What’s fairly new is the “agent app” so let’s try building one of those. Specifically, let’s say I run a baseball clinic (sigh, someday) and help people tune their swing in our batting cages. I might want a chat experience for those looking for help with swing mechanics, and then also offer the ability to book time in the batting cage. I need data, but also interactivity.
Before building the AI app, I need a Cloud Function that returns available times for the batting cage.
This Node.js function returns an array of book-able timeslots. I’ve hard-coded the data, but you get the idea.
I also jumped into the Google Cloud IAM interface to ensure that the Dialogflow service account (which the AI agent operates as) has permission to invoke the serverless function.
Let’s build the agent. Back in the Vertex AI Agent Builder interface, I choose “new app” and pick “agent.”
Now I’m dropped into the agent builder interface. On the left, I have navigation for agents, tools, test cases, and more. In the next column, I set the goal of the agent, the instructions, and any tools I want to use with the agent. On the right, I preview my agent.
I set a goal of “Answer questions about baseball and let people book time in the batting cage” and then get to the instructions. There’s a “sample” set of instructions that are useful for getting started. I used those, but removed references to other agents or tools, as we don’t have that yet.

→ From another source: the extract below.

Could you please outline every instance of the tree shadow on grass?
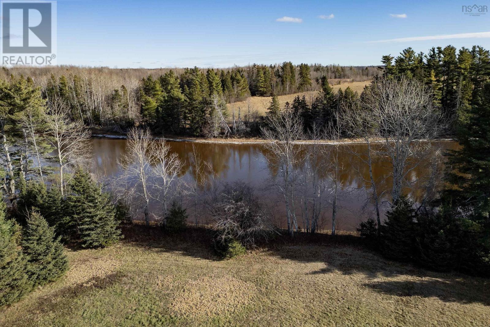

But now I want to add a tool, as I need a way to show available booking times if the user asks. I have a choice of adding a data store—this is useful if you want to source Q&A from a BigQuery table, crawl a website, or get data from an API. I clicked the “manage all tools” button and chose to add a new tool. Here I give the tool a name, and very importantly, a description. This description is used by the AI agent to figure out when to invoke it.
Because I chose OpenAPI as the tool type, I need to provide an OpenAPI spec for my Cloud Function. There’s a sample provided, and I used that to put together my spec. Note that the URL is the function’s base URL, and the path contains the specific function name.
Finally, in this “tool setup” I define the authentication to that API. I chose “service agent token” and because I’m calling a specific instance of a service (versus the platform APIs), I picked “ID token.”
After saving the tool, I go back to the agent definition and want to update the instructions to invoke the tool. I use the syntax, and appreciated the auto-completion help.
Let’s see if it works. I went to the right-hand preview pane and asked it a generic baseball question. Good. Then I asked it for open times in the batting cage. Look at that! It didn’t just return a blob of JSON; it parsed the result and worded it well.
Very cool. There are some quirks with this tool, but it’s early, and I like where it’s going. This was MUCH simpler than me building a RAG-style or function-calling solution by hand.
Summary
The AI assistance and model building products get a lot of attention, but some of the most interesting work is happening in the tools for AI app builders. Whether you’re experimenting with prompts, coding up a solution, or assembling an app out of pre-built components, it’s a fun time to be developer. What products, tools, or frameworks did I miss from my assessment?